I have a conundrum which needs a regex to solve. Whenever I am in this situation I hit the tutorial and instruction sites because my regex-fu is weak but this one I cannot seem to solve.

I have some conditional code on my site. I need all top-level pages to display something while non top-level pages do not. Since this code is in a template I need to determine if the page is top-level or not using the URL.

Here is the URL pattern

http://example.com/top-level
http://example.com/top-level/second-level
http://example.com/top-level/second-level/third-level

So what I need is a regex that matches only the first of those URLs.

Any help would be much appreciated since I have spent an hour reading up on regexes and trying to solve this and my brain cannot cope. I am sure the answer will be insultingly easy. (Something like ^http:\/\/.*\/{1}SOMETHINGHERE$ I guess)

Regards

RJ

Re: Regex question

here is another approach, just split the string and check the length?

if request.url.split('/').length == 1 then ... # top-level

Re: Regex question

I cannot do that as I am constrained to using pre-made code. It is Regex or nothing.

Re: Regex question

Here, try using this to find out the regexp you need. Rubular is a regular expression editor for ruby, type in a string and a regexp and it will show you if it matches or not, and what matches.

- Ben

Re: Regex question

RJ

How generic does this have to be? Do your URLs have parameters? Or do you just want something that works for the above and similar URLs? How about

^https?:\/(?:\/[\w.-]+){2}$

Re: Regex question

specious wrote:

RJ

How generic does this have to be? Do your URLs have parameters? Or do you just want something that works for the above and similar URLs? How about

^https?:\/(?:\/[\w.-]+){2}$

Specious I love you, that is all I needed! No parameters or anything.

Regexs are obviously not my strong suit so I am trying to get my head around that one.

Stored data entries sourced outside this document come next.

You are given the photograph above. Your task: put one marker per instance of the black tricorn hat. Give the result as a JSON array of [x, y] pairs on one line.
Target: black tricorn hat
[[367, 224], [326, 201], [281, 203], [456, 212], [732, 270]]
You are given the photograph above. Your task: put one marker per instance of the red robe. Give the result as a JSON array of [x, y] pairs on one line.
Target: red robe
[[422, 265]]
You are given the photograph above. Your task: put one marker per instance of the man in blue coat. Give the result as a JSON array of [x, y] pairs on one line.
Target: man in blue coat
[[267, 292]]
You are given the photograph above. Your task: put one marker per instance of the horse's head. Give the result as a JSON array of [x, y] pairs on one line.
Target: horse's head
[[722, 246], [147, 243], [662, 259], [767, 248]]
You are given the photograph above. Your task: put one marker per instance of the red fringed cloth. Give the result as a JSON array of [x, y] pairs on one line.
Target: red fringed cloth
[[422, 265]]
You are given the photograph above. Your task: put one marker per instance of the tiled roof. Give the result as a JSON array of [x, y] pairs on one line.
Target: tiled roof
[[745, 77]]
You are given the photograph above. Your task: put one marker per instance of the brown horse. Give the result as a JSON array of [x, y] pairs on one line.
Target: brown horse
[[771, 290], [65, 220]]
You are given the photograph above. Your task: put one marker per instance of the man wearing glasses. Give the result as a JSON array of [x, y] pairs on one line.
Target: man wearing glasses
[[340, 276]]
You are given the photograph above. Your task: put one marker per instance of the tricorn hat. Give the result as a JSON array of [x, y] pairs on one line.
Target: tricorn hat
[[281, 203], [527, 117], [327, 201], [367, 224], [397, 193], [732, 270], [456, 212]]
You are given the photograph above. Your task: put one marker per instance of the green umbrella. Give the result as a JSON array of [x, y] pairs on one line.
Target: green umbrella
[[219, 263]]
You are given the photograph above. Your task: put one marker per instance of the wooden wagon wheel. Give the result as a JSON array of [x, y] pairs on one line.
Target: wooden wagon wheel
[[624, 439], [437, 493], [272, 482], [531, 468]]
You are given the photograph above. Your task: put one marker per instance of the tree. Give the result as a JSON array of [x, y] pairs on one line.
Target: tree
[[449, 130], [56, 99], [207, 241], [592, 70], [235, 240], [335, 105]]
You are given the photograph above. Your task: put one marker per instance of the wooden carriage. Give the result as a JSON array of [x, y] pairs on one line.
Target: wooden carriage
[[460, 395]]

I would also like to modify it so that it works with an IP Address with a port instead of a domain name.

http://10.0.0.0:85/top-level
http://10.0.0.0:85/top-level/second-level
http://10.0.0.0:85/top-level/second-level/third-level

I don't suppose your regex-fu could solve this one? In the meantime I am going to try and decipher the original one.

Re: Regex question

Regexes are all about patterns. You've got to look for the patterns first, then decide how you are going to match them. In this instance, we aren't in the business of validating the URL; by the time it's got to your view, the URL must be valid or it wouldn't have got that far. So it can be made a lot simpler. In this case the pattern is protocol:/ (/stuff) x 2

In the original, we start by telling it to match the whole string, so we put the anchors ^ and $ at the beginning and the end respectively.

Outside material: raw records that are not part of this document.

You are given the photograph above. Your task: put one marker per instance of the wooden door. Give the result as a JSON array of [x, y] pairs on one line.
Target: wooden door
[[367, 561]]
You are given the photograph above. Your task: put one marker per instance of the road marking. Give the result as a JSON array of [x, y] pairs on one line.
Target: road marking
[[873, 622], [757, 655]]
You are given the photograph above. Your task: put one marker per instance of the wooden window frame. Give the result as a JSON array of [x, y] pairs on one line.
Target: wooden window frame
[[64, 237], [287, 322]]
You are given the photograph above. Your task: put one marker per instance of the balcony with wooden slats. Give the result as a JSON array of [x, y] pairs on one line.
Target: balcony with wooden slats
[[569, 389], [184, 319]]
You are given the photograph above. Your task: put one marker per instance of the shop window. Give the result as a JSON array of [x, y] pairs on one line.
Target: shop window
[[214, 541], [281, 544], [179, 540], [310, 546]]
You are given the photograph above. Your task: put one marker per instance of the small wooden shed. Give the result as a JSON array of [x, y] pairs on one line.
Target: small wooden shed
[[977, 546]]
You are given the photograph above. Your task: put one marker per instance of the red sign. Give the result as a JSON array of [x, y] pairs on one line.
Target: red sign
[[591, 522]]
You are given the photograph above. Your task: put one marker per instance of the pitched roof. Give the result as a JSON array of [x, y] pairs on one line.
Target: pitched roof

^          # start of string
http       # literal 'http'
s?         # literal 's', zero or one times
:          # literal :
\/         # literal /, escaped
(?:        # start non-capturing bracket
\/         # literal /, escaped
[\w.-]     # character class; \w is shorthand for 'word character'
+          # anything in the character class, one or more times
)          # close non-capturing bracket
{2}        # everything in the bracket, twice
$          # end of string

Because we don't have to validate the URL, just match it, we can just add \d (numbers 0-9) and : to the character class.

^https?:\/(?:\/[\d\w.\:-]+){2}

As previously noted, this will match all kinds of crap like https://:x33:.124:abc/123:stuff, but by the time it gets to your view it will already be a valid URL, so we don't care.

BTW, this will also match http://my.domain.com:8080/stuff which is probably what you want...

HTH

Re: Regex question

Thank you for that excellent explanation and some good insight. When I initially tried to do this myself I was falling into the trap you mentioned in that I was trying to model the URL too specifically.